Australia’s economy will probably accelerate in 2016 as the currency falls in response to higher U.S. interest rates, central bank Assistant Governor Christopher Kent said.
Any Federal Reserve tightening would likely see “a further depreciation of the Australian dollar, which remains above most estimates of its fundamental value, particularly given the substantial declines in commodity prices,” Kent, who oversees economic forecasts, said in a speech text in Sydney today. “Growth will continue to be a bit below trend for a time, picking up gradually to be a bit above trend pace by 2016.”
Australia’s central bank has adopted a policy of patience, keeping rates at a record-low 2.5 percent for 15 months and flagging they will remain unchanged, as it aims to stimulate domestic growth drivers. In response, housing has boomed, while companies have refrained from opening their pocket books.
Business investment outside mining has been hampered by “a period of greater uncertainty and below-average confidence,” Kent said. “Both of these have changed for the better more recently, yet firms still seem reluctant to take on risks associated with substantial new investment projects.

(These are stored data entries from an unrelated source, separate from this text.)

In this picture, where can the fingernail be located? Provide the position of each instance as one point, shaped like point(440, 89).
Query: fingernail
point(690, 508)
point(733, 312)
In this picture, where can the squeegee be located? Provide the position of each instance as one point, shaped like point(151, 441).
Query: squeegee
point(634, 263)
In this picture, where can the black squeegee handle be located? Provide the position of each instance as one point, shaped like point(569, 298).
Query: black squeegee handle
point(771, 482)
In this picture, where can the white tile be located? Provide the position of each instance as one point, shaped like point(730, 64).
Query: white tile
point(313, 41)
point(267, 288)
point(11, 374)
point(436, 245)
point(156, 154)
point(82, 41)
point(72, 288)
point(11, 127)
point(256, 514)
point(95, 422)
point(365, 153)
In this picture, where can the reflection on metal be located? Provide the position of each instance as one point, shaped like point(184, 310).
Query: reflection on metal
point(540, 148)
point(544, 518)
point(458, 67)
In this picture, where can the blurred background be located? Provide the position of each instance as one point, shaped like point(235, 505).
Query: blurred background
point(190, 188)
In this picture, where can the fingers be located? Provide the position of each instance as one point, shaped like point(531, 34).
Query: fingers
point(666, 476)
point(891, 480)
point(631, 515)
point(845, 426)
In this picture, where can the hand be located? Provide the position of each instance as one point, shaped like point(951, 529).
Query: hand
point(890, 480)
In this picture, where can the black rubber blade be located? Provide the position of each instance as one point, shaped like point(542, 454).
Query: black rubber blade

If the appetite of businesses, and shareholders, for risk were to improve, investment could pick up.”
Aussie Strength
The central banker reiterated that intervention in foreign-exchange markets remained an option if needed to push the Australian dollar lower. It fell after his comments and was trading at 86.94 U.S. cents at 2:53 p.m. in Sydney from 87.28 cents before the remarks.

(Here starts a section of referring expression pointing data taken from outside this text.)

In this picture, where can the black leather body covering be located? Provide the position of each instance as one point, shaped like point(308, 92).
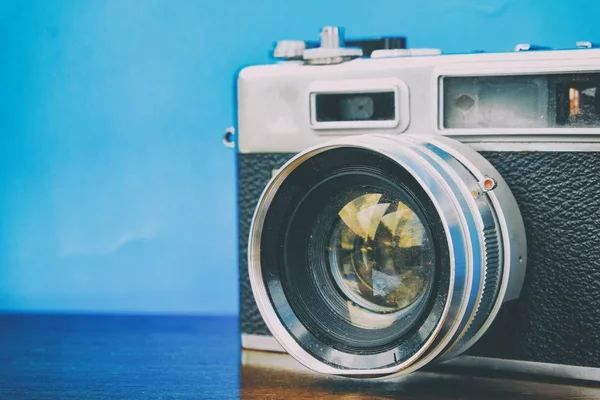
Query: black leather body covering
point(557, 318)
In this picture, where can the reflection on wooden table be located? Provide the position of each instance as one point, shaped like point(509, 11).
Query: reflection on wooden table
point(278, 376)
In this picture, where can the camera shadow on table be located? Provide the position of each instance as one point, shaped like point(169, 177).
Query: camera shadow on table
point(278, 376)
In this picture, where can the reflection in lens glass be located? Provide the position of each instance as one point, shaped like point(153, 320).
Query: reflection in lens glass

“We haven’t ruled it out,” Kent said. “It’s still there as an option if needed.”
The currency averaged 93 U.S. cents in the past seven years and touched a record high of more than $1.10 in 2011. That compares with an average 68 U.S. cents in the previous seven years that included a record low of 47.8 cents in 2001.
Australia & New Zealand Banking Group Ltd. senior economist Felicity Emmett said intervention is unlikely.
“The Bank has previously highlighted that successful intervention occurs when market dysfunction has removed liquidity or when valuation is at an extreme,” she said in a research note today. “We are not at this point now.”
Moderate Growth
Kent said the Reserve Bank of Australia’s assessment of recent data is that the moderate growth recorded in the second quarter -- 0.5 percent -- has been maintained over recent months. “Pulling this all together suggests that growth has been below trend for the past two years or more,” he said.
“The near-term weakness reflects a combination of three forces: a sharper decline in mining investment over the coming quarters than seen to date; the effects of the still high level of theexchange rate; and ongoing fiscal consolidation at state and federal levels,” Kent said.
He repeated the nation’s 11-year high unemployment rate of 6.2 percent “is likely to remain elevated for some time.”
Kent said the central bank projects long-term average growth for Australia’s major trading partners for the next two years.
The RBA cut rates by 2.25 percentage points from a developed-world high of 4.75 percent between late 2011 and August 2013. Loose policy has boosted house prices, which climbed 13.1 percent in Sydney in the year through October and 8.9 percent in Melbourne, according to an RP Data-CoreLogic Home Value Index. Retail sales also surged in September by 1.2 percent, four times faster than economists estimated.
“Low interest rates, and higher housing prices, have also lent support to the growth of consumption, which has picked up over the past year or so, notwithstanding the weak growth of incomes,” Kent said. “The strength of this effect is most apparent in those states for which housing market conditions have been strongest.”